While there were several exciting announcements during the return of Facebook’s F8 developer conference yesterday (like the aforementioned Facebook Audience Network), the universally-applicable Facebook App Links could just be the creme de la creme.
Why? Because, even though the idea nor technology are new, the simple fact is that, until now, we have not had a great solution to the issue of deep-linking apps within iOS, Android, or Windows Mobile devices.
Face it– even though mobile use has continued to increase year over year, much of what we do on our smartphones is tedious. For example, if you’re served a Groupon ad on Facebook, and want to check out the offer further, even if you have the Groupon app on your phone, a Facebook-hosted mobile browser will open in-app, which, oddly enough, often requires you to log-in to Facebook to connect your Groupon account (even though you’re currently in the Facebook app, and therefore logged in, and, ugh…).
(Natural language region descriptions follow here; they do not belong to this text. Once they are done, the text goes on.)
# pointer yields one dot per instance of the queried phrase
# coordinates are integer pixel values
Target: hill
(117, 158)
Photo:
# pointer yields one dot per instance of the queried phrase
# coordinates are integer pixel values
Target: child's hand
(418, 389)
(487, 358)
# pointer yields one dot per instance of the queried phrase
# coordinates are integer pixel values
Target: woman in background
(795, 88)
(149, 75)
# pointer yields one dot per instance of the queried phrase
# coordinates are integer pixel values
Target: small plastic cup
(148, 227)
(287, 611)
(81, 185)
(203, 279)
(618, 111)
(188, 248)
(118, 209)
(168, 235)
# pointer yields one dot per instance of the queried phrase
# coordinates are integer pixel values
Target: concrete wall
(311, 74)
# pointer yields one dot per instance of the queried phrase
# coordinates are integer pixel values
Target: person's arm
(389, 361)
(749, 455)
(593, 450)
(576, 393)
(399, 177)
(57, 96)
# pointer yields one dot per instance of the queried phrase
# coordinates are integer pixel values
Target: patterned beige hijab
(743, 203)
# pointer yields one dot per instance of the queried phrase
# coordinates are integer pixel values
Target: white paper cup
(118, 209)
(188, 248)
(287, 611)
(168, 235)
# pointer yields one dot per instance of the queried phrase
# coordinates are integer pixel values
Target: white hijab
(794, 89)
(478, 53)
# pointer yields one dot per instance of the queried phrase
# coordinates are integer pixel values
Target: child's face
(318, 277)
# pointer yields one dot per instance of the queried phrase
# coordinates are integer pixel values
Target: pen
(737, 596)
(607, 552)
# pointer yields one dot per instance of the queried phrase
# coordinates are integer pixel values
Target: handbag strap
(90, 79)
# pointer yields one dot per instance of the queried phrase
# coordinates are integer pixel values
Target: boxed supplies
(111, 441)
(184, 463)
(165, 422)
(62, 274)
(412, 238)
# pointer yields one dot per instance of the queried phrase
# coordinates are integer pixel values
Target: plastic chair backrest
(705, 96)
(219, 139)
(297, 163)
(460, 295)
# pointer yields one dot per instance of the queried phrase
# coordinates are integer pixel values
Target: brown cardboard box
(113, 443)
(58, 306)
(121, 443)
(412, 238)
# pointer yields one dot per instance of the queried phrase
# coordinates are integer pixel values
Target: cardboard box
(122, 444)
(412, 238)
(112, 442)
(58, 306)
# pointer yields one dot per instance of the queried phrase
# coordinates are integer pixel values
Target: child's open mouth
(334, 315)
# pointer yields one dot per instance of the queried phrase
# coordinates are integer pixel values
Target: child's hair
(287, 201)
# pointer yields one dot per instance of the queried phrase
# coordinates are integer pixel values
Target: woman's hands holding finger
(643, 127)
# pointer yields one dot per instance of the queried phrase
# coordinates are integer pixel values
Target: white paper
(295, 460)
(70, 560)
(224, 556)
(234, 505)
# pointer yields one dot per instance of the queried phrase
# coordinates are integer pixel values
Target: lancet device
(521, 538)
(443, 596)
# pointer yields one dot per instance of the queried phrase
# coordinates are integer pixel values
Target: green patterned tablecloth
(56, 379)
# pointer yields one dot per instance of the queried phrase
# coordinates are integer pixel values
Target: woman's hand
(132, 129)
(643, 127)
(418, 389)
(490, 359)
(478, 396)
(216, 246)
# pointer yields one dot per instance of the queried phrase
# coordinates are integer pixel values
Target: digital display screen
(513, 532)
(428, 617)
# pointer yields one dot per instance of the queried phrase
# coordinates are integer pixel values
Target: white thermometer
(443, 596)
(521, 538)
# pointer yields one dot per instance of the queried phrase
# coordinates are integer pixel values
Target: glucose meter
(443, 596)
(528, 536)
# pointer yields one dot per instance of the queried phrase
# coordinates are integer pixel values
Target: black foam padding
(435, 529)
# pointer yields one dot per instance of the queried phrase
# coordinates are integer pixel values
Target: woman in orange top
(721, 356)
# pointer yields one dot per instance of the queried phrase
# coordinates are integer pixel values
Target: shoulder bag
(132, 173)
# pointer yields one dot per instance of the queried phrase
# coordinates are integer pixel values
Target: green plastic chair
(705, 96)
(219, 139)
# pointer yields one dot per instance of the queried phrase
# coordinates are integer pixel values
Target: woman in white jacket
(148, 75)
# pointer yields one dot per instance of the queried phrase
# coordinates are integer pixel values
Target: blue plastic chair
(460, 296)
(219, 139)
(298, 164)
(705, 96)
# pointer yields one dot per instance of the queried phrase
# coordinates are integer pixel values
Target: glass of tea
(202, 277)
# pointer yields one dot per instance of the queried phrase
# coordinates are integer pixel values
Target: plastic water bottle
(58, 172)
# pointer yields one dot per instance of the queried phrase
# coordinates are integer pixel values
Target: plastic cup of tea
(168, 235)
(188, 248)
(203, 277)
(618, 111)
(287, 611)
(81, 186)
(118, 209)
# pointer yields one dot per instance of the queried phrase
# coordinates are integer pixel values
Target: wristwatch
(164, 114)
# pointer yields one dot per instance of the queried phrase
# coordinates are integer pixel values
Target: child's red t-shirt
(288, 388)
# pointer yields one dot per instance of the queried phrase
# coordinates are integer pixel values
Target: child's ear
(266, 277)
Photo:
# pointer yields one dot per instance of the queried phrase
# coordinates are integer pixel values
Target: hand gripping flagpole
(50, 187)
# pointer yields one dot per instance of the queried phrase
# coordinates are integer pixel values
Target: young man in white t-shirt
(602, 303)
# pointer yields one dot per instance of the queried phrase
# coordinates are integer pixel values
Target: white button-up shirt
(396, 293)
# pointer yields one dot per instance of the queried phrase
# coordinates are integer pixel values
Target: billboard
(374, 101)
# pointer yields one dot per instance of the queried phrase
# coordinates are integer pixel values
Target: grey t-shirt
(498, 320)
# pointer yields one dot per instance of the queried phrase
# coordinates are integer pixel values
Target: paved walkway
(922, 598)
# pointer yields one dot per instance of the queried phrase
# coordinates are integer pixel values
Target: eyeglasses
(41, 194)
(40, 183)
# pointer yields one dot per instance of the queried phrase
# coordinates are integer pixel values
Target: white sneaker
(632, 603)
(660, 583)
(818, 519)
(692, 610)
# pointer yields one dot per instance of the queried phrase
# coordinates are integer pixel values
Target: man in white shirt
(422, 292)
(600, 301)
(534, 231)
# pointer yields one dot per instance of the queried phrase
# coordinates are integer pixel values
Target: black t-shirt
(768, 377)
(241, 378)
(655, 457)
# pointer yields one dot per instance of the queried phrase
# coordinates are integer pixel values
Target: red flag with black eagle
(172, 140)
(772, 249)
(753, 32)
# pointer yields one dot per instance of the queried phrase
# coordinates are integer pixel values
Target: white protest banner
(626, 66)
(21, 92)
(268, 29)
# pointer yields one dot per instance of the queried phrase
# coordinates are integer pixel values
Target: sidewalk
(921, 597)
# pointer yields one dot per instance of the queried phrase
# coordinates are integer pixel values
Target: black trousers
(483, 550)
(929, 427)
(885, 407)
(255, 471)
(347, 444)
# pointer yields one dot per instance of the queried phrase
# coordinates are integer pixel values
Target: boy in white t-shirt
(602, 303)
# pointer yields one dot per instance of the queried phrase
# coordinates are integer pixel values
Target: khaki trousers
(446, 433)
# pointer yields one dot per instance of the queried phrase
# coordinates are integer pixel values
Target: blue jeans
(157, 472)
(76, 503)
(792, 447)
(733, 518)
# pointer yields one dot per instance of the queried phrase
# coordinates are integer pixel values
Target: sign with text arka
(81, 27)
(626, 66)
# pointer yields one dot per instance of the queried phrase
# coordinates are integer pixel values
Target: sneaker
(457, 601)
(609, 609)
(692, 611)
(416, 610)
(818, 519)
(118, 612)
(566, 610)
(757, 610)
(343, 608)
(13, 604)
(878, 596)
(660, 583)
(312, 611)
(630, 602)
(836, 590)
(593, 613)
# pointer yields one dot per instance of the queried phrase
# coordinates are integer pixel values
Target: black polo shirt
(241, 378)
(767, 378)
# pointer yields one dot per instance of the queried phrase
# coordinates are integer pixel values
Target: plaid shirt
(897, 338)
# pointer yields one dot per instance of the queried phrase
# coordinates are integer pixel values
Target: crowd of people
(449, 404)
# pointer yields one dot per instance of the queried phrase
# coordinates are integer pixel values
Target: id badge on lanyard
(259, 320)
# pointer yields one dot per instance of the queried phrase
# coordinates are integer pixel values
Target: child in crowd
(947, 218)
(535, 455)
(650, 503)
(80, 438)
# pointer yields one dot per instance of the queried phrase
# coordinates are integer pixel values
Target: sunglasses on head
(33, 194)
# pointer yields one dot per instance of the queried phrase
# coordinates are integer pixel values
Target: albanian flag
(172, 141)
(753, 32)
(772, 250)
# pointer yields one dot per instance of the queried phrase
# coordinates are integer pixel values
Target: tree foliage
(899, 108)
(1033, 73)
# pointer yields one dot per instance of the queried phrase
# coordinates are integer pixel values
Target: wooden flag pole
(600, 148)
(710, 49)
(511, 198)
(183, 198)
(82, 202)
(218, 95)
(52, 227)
Facebook App Links takes care of that redundancy for you. Using the App Links code, developers can link to other apps using specified meta tags, so when a link is clicked, that app opens instead of a mobile browser. In theory, developers would also be able to use this technology to direct users to the appropriate app store per device to download the third-party app if they have not already (which potentially raises the possibility of some sort of app-referral marketing, maybe?).
The difference between Facebook App Links and other third-party companies (like Deeplink.me) is that Facebook is looking to establish universal standards for all app developers– not solutions that are accepted by some, but not by others. And the social network is already off to a good start, teaming with platforms such as Spotify, Venmo, Pinterest, Hulu, and several others from the start.
Not only can App Links be seen as good for mobile users, but for mobile marketing as well. Think about it– if apps themselves can deep link to other apps, so, potentially, can ads. As we saw with Google’s AdWords product updates last week, re-engagement app marketing will become a focal-point in the coming months, and Facebook App Links helps to deliver a seamless, universally-accepted regiment for implementing such advertising.
While there’s no official support from Apple, Android, or Windows for Facebook App Links just yet, that backing may not be actually necessary for this project to succeed. If enough big-time developers jump on board, the OS companies don’t actually need to “officially” support the technology for it to become effective.